In this activity students will analyze demographic data for selected countries of the world. They will also construct population pyramids and speculate on differences in the quality of life in these countries.

  1. Assign students (or pairs of students, depending on class size) one country from the list below. Direct students to locate the most current age-sex data for their assigned country.
    Column A
    Column B
    Argentina Bangladesh
    France Brazil
    Germany Egypt
    Israel Ethiopia
    Japan Indonesia
    New Zealand Thailand
    Russia Turkey
    United Kingdom Vietnam

    Open the U.S. Census Bureau "International Database," available at:

    Choose "Summary Demographic Data."

    Select the assigned country from the country list. Then "Submit Query."

    Print or copy the data for the country. [Note: Disregard pyramids that appear on the Census IDB site. These are based on absolute numbers and are not appropriate for use in this activity.]

    Use the Census Bureau website to complete the chart below for the assigned country.

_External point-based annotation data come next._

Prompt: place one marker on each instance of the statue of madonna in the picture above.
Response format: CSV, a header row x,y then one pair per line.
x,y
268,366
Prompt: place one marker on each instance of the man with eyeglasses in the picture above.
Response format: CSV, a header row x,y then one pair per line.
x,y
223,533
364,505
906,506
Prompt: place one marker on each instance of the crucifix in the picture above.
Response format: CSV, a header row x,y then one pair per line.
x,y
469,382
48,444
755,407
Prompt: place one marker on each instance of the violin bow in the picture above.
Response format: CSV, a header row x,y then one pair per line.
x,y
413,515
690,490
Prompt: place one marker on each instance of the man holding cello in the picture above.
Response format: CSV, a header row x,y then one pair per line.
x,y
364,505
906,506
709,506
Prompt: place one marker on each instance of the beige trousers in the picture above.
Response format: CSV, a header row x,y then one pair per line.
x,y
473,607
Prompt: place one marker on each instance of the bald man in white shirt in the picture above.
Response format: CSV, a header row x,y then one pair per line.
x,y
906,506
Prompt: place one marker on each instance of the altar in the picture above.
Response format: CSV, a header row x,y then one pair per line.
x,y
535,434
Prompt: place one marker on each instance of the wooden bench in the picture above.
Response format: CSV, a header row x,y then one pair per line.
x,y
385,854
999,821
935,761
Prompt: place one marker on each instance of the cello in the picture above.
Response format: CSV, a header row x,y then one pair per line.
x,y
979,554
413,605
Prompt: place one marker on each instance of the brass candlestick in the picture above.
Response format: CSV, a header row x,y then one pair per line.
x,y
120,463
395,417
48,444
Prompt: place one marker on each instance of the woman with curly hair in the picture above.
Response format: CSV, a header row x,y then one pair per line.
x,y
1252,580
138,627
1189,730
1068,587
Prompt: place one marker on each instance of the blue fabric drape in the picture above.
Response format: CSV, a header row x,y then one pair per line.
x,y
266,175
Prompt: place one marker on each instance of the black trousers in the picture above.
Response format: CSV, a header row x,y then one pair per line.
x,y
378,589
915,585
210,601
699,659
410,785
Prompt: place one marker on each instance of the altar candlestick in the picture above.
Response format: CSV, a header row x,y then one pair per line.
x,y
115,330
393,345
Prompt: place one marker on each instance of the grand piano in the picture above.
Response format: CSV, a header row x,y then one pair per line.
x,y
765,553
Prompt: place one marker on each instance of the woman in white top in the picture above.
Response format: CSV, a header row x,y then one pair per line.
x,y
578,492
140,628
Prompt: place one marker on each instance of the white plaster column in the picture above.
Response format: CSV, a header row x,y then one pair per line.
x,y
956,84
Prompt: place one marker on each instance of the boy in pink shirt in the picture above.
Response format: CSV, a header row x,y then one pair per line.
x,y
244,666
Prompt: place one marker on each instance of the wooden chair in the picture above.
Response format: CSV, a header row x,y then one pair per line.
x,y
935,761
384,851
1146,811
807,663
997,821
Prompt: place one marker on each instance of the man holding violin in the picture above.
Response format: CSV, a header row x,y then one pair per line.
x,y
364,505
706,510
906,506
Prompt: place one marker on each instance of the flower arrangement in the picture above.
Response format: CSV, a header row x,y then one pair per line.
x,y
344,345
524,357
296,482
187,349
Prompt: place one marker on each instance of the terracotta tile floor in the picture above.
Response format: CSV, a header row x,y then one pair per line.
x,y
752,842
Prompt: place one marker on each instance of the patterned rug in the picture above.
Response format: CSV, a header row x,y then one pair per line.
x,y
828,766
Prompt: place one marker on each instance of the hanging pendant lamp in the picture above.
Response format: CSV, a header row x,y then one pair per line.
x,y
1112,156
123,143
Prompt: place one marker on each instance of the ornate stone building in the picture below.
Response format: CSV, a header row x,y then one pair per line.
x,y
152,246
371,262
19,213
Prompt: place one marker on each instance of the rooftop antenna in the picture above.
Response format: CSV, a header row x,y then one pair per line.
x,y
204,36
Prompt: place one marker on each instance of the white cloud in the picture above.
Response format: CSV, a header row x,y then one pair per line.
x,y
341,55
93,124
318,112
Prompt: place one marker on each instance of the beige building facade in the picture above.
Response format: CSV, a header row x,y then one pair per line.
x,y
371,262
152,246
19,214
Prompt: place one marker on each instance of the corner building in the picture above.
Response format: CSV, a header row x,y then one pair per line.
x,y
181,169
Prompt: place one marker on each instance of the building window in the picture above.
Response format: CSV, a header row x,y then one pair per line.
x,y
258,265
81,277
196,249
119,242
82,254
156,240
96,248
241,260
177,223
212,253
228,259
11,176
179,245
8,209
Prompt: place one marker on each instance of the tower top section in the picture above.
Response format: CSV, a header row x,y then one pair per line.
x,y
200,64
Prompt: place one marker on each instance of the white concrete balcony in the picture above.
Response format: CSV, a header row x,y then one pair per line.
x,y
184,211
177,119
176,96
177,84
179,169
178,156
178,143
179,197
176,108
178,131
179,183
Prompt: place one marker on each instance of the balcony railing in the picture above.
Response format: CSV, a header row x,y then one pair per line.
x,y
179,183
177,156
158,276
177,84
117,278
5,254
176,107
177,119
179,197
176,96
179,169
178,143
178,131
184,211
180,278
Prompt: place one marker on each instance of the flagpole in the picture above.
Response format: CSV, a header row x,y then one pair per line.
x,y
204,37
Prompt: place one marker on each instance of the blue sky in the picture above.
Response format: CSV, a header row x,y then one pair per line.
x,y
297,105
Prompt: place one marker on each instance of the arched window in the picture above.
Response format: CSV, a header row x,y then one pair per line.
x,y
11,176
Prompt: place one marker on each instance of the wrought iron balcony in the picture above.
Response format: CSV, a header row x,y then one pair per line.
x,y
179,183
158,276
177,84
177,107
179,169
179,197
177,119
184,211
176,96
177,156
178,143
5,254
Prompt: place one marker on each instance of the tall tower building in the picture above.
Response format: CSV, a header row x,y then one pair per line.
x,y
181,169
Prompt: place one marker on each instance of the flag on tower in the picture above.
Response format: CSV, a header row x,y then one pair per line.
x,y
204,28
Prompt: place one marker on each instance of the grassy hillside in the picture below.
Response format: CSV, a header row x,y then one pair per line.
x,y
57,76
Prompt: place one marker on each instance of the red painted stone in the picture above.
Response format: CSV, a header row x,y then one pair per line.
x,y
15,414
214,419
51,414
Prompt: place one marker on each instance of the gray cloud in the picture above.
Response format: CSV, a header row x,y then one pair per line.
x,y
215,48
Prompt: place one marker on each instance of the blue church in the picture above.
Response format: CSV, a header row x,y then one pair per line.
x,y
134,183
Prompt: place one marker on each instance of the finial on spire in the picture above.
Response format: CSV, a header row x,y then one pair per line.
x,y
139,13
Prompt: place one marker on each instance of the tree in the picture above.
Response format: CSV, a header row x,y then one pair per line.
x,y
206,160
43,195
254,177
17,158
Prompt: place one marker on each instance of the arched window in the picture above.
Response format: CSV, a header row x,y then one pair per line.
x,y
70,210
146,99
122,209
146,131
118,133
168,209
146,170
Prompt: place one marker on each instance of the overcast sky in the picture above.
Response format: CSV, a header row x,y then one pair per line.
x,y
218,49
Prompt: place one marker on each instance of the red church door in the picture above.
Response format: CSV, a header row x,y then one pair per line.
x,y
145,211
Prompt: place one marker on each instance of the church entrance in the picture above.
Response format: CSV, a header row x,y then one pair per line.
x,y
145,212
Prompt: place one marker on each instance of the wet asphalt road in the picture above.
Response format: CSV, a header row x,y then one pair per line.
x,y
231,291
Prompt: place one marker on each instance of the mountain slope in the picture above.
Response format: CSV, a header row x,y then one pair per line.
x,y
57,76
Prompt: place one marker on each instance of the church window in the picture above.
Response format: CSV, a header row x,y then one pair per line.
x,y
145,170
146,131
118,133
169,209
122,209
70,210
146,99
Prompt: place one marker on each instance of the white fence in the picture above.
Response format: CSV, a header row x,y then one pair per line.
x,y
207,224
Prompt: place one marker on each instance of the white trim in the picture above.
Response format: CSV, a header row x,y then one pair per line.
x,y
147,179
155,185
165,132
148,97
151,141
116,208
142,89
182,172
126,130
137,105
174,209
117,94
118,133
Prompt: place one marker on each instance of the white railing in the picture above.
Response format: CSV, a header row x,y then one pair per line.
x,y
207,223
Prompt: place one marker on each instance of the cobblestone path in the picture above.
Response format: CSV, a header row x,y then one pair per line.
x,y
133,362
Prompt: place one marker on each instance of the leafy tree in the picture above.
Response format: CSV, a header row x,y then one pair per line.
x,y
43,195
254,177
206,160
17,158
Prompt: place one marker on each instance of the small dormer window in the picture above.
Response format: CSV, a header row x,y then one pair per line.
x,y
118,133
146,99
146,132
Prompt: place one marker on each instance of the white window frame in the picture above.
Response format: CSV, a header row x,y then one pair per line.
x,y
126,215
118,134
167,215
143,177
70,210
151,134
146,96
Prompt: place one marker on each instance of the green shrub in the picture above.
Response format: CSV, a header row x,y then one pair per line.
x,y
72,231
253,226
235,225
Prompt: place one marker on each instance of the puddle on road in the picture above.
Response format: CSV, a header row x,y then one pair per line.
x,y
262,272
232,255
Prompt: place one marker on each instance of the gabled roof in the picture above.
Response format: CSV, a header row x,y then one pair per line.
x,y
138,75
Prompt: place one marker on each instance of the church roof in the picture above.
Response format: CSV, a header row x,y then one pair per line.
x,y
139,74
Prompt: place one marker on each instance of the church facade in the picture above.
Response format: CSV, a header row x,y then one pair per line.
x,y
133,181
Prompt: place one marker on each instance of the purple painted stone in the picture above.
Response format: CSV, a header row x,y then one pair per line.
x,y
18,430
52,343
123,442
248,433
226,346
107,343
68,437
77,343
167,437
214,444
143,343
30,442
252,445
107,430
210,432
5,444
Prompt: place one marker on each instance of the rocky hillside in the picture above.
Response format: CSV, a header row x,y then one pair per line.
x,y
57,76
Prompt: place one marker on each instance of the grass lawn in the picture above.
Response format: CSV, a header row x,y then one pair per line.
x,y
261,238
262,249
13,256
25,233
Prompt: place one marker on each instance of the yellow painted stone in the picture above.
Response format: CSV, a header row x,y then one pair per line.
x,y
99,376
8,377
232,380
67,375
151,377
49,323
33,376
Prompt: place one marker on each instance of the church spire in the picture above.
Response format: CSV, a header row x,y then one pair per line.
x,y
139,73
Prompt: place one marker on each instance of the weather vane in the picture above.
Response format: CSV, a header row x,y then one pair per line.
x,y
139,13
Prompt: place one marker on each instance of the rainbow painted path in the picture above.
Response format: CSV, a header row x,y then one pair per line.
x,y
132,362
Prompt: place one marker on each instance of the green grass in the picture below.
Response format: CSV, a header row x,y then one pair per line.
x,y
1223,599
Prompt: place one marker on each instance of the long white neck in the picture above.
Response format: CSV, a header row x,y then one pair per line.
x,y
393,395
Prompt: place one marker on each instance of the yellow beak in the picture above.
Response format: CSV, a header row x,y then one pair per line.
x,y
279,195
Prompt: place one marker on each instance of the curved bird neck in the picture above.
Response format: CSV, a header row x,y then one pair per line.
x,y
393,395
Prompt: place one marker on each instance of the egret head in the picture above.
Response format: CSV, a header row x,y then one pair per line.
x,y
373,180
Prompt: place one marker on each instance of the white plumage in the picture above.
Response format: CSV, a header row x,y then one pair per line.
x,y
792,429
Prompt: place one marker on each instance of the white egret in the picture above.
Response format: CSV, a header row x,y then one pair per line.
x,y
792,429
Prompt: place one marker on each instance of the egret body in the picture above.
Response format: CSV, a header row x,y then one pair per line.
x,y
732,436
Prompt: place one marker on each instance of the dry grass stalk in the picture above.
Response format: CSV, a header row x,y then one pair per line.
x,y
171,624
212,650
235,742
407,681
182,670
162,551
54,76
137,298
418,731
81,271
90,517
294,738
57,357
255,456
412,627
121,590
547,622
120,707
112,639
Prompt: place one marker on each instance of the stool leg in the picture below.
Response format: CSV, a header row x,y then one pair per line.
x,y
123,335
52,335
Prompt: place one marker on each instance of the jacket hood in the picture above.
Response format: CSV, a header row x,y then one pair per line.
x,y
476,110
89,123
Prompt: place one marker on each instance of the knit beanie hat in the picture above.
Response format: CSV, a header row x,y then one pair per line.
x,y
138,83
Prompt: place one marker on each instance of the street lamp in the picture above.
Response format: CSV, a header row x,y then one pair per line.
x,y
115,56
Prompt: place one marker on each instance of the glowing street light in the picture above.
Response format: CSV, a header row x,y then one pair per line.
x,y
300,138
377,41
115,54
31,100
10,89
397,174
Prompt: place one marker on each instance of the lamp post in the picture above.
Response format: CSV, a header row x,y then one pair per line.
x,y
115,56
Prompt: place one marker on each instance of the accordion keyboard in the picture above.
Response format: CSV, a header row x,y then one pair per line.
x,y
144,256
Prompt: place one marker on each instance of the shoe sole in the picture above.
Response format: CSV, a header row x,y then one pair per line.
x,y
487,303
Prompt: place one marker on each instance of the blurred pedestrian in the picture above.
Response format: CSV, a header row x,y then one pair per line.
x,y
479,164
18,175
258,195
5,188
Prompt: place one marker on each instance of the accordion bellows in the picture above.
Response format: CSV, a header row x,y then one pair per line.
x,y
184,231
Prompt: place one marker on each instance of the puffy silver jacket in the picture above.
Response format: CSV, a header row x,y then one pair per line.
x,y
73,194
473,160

    Country: ____________________________________


    Demographic Variable
    Birth Rate (per 1,000)  
    Death Rate (per 1,000)  
    Natural Increase (%)  
    Infant Mortality Rate (per 1,000 live births)  
    Total Fertility Rate  
    Population <15 yrs. (%)/>65 yrs. (%)  
    Life Expectancy at Birth (male/female)  
    Urban Population (%)  
    GNP/capita (U.S.$)  
    1. Construct a pyramid for the assigned country either manually using a copy of the graph template, or by following the steps for pyramid construction using MS Excel (see  instructions provided under Materials Needed).
    2. Compare the demographic variables and the pyramid for the country. How does the pyramid reflect the variables? [for example, how is Birth Rate reflected in the base of the pyramid?]
    3. Characterize the level of development in the country—high, medium, low? Use two specific examples from the table and pyramid to support the decision about level of development.
    4. Have students with pyramids in the "a" group compare their pyramid with a pyramid from the "b" group. Have them also compare the demographic variables for both countries. What generalizations can be made concerning demographic indicators and level of development? [for example, if the birth rate is high, then the level of development is...] Encourage students to form at least three generalizations that are supported by the pyramids and data charts.
    5. Lead a class discussion on the use of population data and graphs as tools for analysis of population structure and composition. Describe the age/gender patterns you observe. Discuss the implications of the patterns. Think about the kinds of problems that could occur because of the differences in lifestyle and community priorities for different age groups in each location. Identify some investments (stores, entertainment, etc.) that might do well or some social programs (child care, education, medicine, etc.) that might be required in places with these populations.